380. AU MÊME.

Le 31 octobre 1760.

Je vous suis obligé de la part que vous prenez à quelques bonnes fortunes passagères que j'ai escroquées au hasard. Depuis ce temps, les Russes ont fait une furation99-d dans le Brandebourg; j'y suis accouru, ils se sont sauvés tout de suite, et je me suis tourné vers la Saxe, où les affaires demandaient ma présence. Nous avons encore deux grands mois de campagne par devers nous; celle-ci a été la plus<100> dure et la plus fatigante de toutes; mon tempérament s'en ressent, ma santé s'affaiblit, et mon esprit baisse à proportion que son étui menace ruine.

Je ne sais quelle lettre on a pu intercepter, que j'écrivis au marquis d'Argens;100-a il se peut qu'elle soit de moi; peut-être a-t-elle été fabriquée à Vienne.

Je ne connais le duc de Choiseul ni d'Eve ni d'Adam. Peu m'importe qu'il ait des sentiments pacifiques ou guerriers. S'il aime la paix, pourquoi ne la fait-il pas? Je suis si occupé de mes affaires, que je n'ai pas le temps de penser à celles des autres. Mais laissons là tous ces illustres scélérats, ces fléaux de la terre et de l'humanité.

Dites-moi, je vous prie, de quoi vous avisez-vous d'écrire l'histoire des loups et des ours de la Sibérie? et que pourrez-vous rapporter du Czar, qui ne se trouve dans la Vie de Charles XII?100-b Je ne lirai point l'histoire de ces barbares; je voudrais même pouvoir ignorer qu'ils habitent notre hémisphère.

Votre zèle s'enflamme contre les jésuites et contre les superstitions. Vous faites bien de combattre contre l'erreur; mais croyez-vous que le monde changera? L'esprit humain est faible; plus des trois quarts des hommes sont faits pour l'esclavage du plus absurde fanatisme. La crainte du diable et de l'enfer leur fascine les yeux, et ils détestent le sage qui veut les éclairer. Le gros de notre espèce est sot et méchant. J'y recherche en vain cette image de Dieu dont les théologiens assurent qu'elle porte l'empreinte. Tout homme a une bête féroce en soi; peu savent l'enchaîner, la plupart lui lâchent le frein lorsque la terreur des lois ne les retient pas.

Vous me trouverez peut-être trop misanthrope. Je suis malade, je souffre, et j'ai affaire à une demi-douzaine de coquins et de coquines qui démonteraient un Socrate, un Antonin même. Vous êtes<101> heureux de suivre le conseil de Candide, et de vous borner à cultiver votre jardin. Il n'est pas donné à tout le monde d'en faire autant. Il faut que le bœuf trace un sillon, que le rossignol chante, que le dauphin nage, et que je fasse la guerre.

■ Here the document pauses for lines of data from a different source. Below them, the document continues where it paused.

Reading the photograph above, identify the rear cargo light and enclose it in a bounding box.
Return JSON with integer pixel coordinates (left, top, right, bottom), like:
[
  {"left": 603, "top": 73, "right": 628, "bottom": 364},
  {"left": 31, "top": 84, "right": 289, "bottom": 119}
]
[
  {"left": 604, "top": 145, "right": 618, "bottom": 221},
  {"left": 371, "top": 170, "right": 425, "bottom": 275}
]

Plus je fais ce métier, et plus je me persuade que la fortune y a la plus grande part. Je ne crois pas que je le ferai longtemps : ma santé baisse à vue d'œil, et je pourrais bien aller bientôt entretenir Virgile de la Henriade, et descendre dans ce pays où nos chagrins, nos plaisirs et nos espérances ne nous suivent plus, où votre beau génie et celui d'un goujat sont réduits à la même valeur, où enfin on se retrouve dans l'état qui précéda la naissance.

Peut-être dans peu vous pourrez vous amuser à faire mon épitaphe. Vous direz que j'aimai les bons vers, et que j'en fis de mauvais; que je ne fus pas assez stupide pour ne pas estimer vos talents; enfin vous rendrez de moi le compte que Babouc rendit de Paris au génie Ituriel.101-a

Voici une grande lettre pour la position où je me trouve. Je la trouve un peu trop noire; cependant elle partira telle qu'elle est; elle ne sera point interceptée en chemin, et demeurera dans le profond oubli où je la condamne.

Adieu; vivez heureux, et dites un petit bénédicité en faveur des pauvres philosophes qui sont en purgatoire.


100-a C'était la lettre du 27 août 1760. Voyez t. XIX, p. V, et p. 214-216.

100-b Voyez t. XIV, p. 136 et 137.

101-a Le monde comme il va, vision de Babouc. Œuvres de Voltaire, édit. Beuchot, t. XXXIII. p. 26 : « Si tout n'est pas bien, tout est passable. »

99-d Ce mot, de l'invention du Roi, fait allusion aux rapines des Russes, dont il parle t. V, p. 89-91.